If k-means is trying to maintain too many clusters, then it will use way
more memory and run much more slowly.

That alone could be the genesis of the problem.

2010/11/18 Jeff Eastman <[email protected]>

> 900 clusters from 1000 vectors seems unusual. I'd be looking for a
> clustering that produced maybe 5-10% of that. Looking over your parameters,
> I notice your T1 value is less than T2. This violates the T1>T2 expectation
> for both Canopy and Mean Shift which is, apparently, not enforced. It
> probably should be and this might be the source of your problems but I'm not
> sure how this could cause a premature OME.
>
> In terms of using Mean Shift, I'd say the proof of the pudding is in the
> eating. If it gives you reasonable results and can handle your data then
> it's all good. Canopy/k-Means is more of a main-stream approach and *should*
> scale better. I'd be interested in seeing a stack trace of where Canopy is
> bombing on you. A gig of memory should be more than enough to run your 3.1
> Mb file - using sequential (-xm sequential) execution method, never mind
> using mapreduce!
>
> Any chance you could share your input vectors file?
>
> -----Original Message-----
> From: Jure Jeseničnik [mailto:[email protected]]
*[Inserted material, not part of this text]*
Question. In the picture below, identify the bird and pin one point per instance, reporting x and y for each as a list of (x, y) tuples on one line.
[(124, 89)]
> Sent: Wednesday, November 17, 2010 11:02 PM
> To: [email protected]
> Subject: RE: Canopy memory consumption
>
> Hi Jeff
>
> Thank you for your answer.  On a smaller scale I got around 10% less
> clusters than there are records (900 clusters from 1000 records). This
> corresponds with the actual data that I fed to the Canopy and I even checked
> the results manually and It was almost exactly what I wanted. A bit more
> fiddeling with the T1 and T2 and it would have been it.
> When I run  the Meanshift with the same T1 and T2 it is able to process
> 6000 clusters with ease. On  the cases where I was able to get the
> Canopy+k-means through, the results seemed pretty similar of those that he
> Meanshift gave me.
>
> Could Meanshift be the path that I'm looking for or is there a possibility
> of running into problems later?
>
> Regards,
>
> Jure
>
>
> -----Original Message-----
> From: Jeff Eastman [mailto:[email protected]]
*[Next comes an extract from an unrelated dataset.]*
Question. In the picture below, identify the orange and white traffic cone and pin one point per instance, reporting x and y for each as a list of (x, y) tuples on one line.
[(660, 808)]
> Sent: Thursday, November 18, 2010 1:02 AM
> To: [email protected]
> Subject: RE: Canopy memory consumption
>
> Canopy is a bit fussy about its T1 and T2 parameters: If you set T2 too
> small, you will get one cluster for each input vector; too large and you
> will get only one cluster for all vectors. T1 is less sensitive and will
> only impact how many points near each cluster are included in its centroid
> calculation.  My guess is you are in the first situation with T2 too small
> and, with the larger dataset, are creating more clusters than will fit into
> your memory.
>
> How many clusters did you get from your small dataset? If the small set is
> a subset of the large set you could always run Canopy over the small set to
> get your k-means initial cluster centers, then run k-means iterations over
> the full dataset after. You can also skip the Canopy step entirely when
> using k-means: include a -k parameter and k-means will sample that many
> initial cluster centers from your data and then run its iterations.
>
> Glad to hear MeanShift is working for you. It has similar scaling
> limitations to Canopy. I've been pleasantly surprised by its performance on
> problems I thought were out of scope for it. Don't know why it works on your
> larger dataset when Canopy fails though.
>
> -----Original Message-----
> From: Jure Jeseničnik [mailto:[email protected]]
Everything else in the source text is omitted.